Since leather was the first material used, we will by respect begin with it. Coming from the treatment and tanning of animal skin & hide, leather remains a natural product coming from a living organism. This in turn allows it to offer properties that remain difficult to duplicate and replicate. Leather is a material that will, with time, stretch from the result of heat. In this scenario, heat derives from the foot and it’s perspiration and movements during use of the footwear. This natural stretch benefits athletes as the material will shape itself to the natural form of one’s foot, creating a fit unique to their own physique. Leather can come from various animals, can be treated in various ways and be formed into different thicknesses. The two dominant types of leather in this sport come from cows & kangaroos, with kangaroos being on the luxury end of the spectrum. Depending on their treatment however, the quality can easily be on par between both animals. In terms of touch on the ball and feel on foot, leather offers a more padded and naturally softer sensation.

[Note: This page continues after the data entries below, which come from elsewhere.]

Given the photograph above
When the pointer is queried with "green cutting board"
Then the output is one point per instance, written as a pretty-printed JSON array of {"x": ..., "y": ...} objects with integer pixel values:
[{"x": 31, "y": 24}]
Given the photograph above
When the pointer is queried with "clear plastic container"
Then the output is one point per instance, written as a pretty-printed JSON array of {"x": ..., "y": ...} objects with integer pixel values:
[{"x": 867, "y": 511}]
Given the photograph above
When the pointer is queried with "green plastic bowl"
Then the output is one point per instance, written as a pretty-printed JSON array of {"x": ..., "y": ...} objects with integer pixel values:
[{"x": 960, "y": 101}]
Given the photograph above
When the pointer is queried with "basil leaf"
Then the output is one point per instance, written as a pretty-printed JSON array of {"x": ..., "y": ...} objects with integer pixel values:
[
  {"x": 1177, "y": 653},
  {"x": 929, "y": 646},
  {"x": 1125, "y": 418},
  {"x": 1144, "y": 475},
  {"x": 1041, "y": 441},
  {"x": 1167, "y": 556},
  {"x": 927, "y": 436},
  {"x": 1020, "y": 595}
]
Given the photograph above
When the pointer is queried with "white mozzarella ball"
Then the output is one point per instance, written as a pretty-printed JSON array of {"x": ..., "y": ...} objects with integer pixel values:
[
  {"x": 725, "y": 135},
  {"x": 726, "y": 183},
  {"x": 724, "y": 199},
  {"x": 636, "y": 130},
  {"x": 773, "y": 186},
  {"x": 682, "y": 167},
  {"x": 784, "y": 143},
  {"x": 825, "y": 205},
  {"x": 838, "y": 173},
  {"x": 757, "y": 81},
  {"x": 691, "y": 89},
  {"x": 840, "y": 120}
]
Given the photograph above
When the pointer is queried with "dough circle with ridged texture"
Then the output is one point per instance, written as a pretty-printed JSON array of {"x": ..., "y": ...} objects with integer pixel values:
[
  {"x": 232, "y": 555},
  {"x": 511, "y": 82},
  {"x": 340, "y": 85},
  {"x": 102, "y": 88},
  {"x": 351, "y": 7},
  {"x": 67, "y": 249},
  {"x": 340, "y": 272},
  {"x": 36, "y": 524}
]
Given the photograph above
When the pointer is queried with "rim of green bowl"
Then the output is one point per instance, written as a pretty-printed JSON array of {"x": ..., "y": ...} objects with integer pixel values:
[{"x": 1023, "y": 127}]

Because it is a natural product, leather does require some more maintenance and does have some disadvantages. With time, it is quite normal for the leather to absorb moisture, then dry and harden. This can cause cracking of the outside layer, and can be avoided using leather balm. This balm can be found in most footwear specialty stores or online, it helps hydrate the leather and keep it soft over long periods. Unfortunately for most, this sport isn’t always played in dry conditions. As mentioned, leather absorbs moisture and when it rains, the leather will naturally become wet and heavy. This isn’t performance hindering, but can be an annoyance for some athletes. Ensuring the leather dries before it’s next use is critical in maintaining its quality. A final long-term issue can be the overstretching of the leather. Some brands may neglect any supporting material and with long use, a very soft leather can over stretch and have little amounts of structure. This can be adjusted with tying the laces tighter but again, may be an annoyance for some.
The Nike Mercurial remains the face of thin synthetic footwear as it was one of the first to start using it as a material in the early 2000s.
Now let’s talk about synthetic materials. A synthetic upper material is any sort of product that is created and manufactured by man, whether it’s a plastic or a knitted material. This material, much like many that are man-made, are designed to be less expensive, lighter and thinner, and overall easier to maintain in the long-run. There are many forms of synthetics, from thin and plasticy all the way to thick and padded. The type of synthetic will depend on what the manufacturer wants it designed for. The recent trend since 2014 has been knitted synthetics coated with protecting layers to offer a very sock-like feel while keeping the exposed knit covered and protected from wear. Synthetics in general are not designed to stretch like leather would, some elasticated synthetics (like knit) may stretch with force but then return to its initial shape afterwards. On the ball and on foot, synthetics can vary depending on the build. A thinner knit will feel soft on foot but barefoot and close to the ball, whereas a padded synthetic will feel more comfortable and leather-like.
Synthetic being a man-made material means it offers properties that leather would not. It very rarely stretches or forms to the shape of a foot, and may be less comfortable at the start of wear. However many synthetics do not absorb moisture and remain lighter when playing in wet conditions. This also applies to maintenance and durability, since water does not penetrate the actual synthetic, it generally is easier to clean and does not need to be treated with any balm during long-term use.
To wrap up, the current market is a mix of many materials. From knits, to thick kangaroo leather, and sometimes combinations of both! An example is the new Copa Sense.1 from Adidas , which offers a padded synthetic midfoot and a kangaroo leather forefoot for a hybrid offering of both materials.
Preferences are different from person to person, and each shoe and it’s upper offer different experiences and properties.